# Customer Segmentation & Revenue Concentration Analysis (SQL)

by Konrad Kuleta

**Scenario:** Synthetic e-commerce dataset (CSV extracts) loaded into a local SQLite database for analysis.

**Objective:** To perform behavioral segmentation of the customer base and identify High-Value Customers (VIPs) using Advanced SQL (CTEs, Window Functions). The goal is to analyze revenue concentration (Pareto Principle) and provide actionable data for retention strategies by answering the following questions:
- How many customers generate **~80% of total revenue**?
- What revenue share is generated by the **Top 1%**, **Top 5%**, and **Top 10%** customers?
- Who are the **VIP customers**, and what cumulative revenue share do they represent?

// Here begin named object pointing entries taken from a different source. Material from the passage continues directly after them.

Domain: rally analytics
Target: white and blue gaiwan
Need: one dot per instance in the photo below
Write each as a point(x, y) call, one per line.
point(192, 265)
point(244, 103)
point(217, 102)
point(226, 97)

**Workflow (high level):**
1. Loading raw CSV files with pandas.
2. Cleaning numeric fields (EUR to float).
3. Loading the data into SQLite tables.
4. Running SQL queries and inspecting results via pandas.


In [1]:
# Data import
import sqlite3
import pandas as pd

con = sqlite3.connect("ecommerce_customers.db")

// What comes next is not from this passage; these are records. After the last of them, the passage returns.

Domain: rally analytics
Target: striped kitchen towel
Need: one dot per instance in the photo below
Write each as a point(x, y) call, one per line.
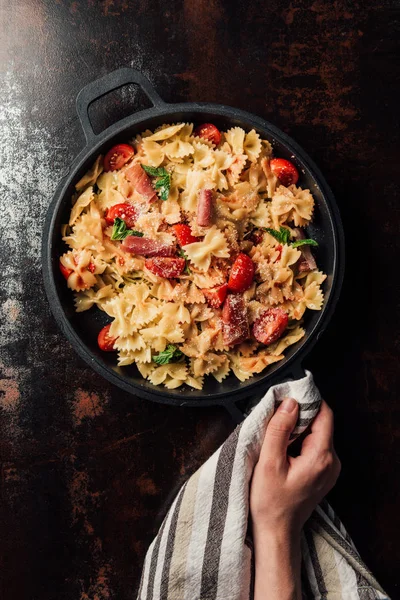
point(203, 550)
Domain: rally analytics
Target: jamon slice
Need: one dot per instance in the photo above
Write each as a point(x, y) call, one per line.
point(306, 260)
point(270, 325)
point(146, 247)
point(235, 321)
point(165, 267)
point(204, 208)
point(140, 181)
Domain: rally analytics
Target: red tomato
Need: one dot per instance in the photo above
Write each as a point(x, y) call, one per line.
point(126, 212)
point(118, 156)
point(285, 171)
point(208, 132)
point(165, 267)
point(235, 320)
point(216, 296)
point(105, 342)
point(184, 234)
point(65, 271)
point(279, 249)
point(270, 325)
point(242, 274)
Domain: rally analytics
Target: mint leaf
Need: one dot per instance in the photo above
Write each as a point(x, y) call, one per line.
point(120, 232)
point(170, 354)
point(155, 171)
point(181, 253)
point(283, 235)
point(307, 242)
point(163, 182)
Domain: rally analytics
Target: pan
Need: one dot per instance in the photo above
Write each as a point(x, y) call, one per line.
point(81, 329)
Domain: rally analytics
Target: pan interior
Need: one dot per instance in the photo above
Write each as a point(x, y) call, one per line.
point(82, 328)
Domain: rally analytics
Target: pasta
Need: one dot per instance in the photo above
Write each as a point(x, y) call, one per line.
point(158, 243)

orders = pd.read_csv("fact_orders_2023_2025.csv")
customers = pd.read_csv("dim_customers_2023_2025.csv")
spend = pd.read_csv("fact_marketing_spend_daily_2023_2025.csv")

In [2]:
# Data formatting
def eur_to_float(s):
    # "240,53 €" -> 240.53
    return (s.astype(str)
              .str.replace("€", "", regex=False)
              .str.replace(" ", "", regex=False)
              .str.replace(".", "", regex=False)   # thousands separator
              .str.replace(",", ".", regex=False)  # comma to dot
              .astype(float))

orders["order_net_revenue"] = eur_to_float(orders["order_net_revenue"])

In [None]:
# SQL data load
orders.to_sql("fact_orders", con, index=False, if_exists="replace")
customers.to_sql("dim_customers", con, index=False, if_exists="replace")
spend.to_sql("fact_marketing_spend_daily", con, index=False, if_exists="replace")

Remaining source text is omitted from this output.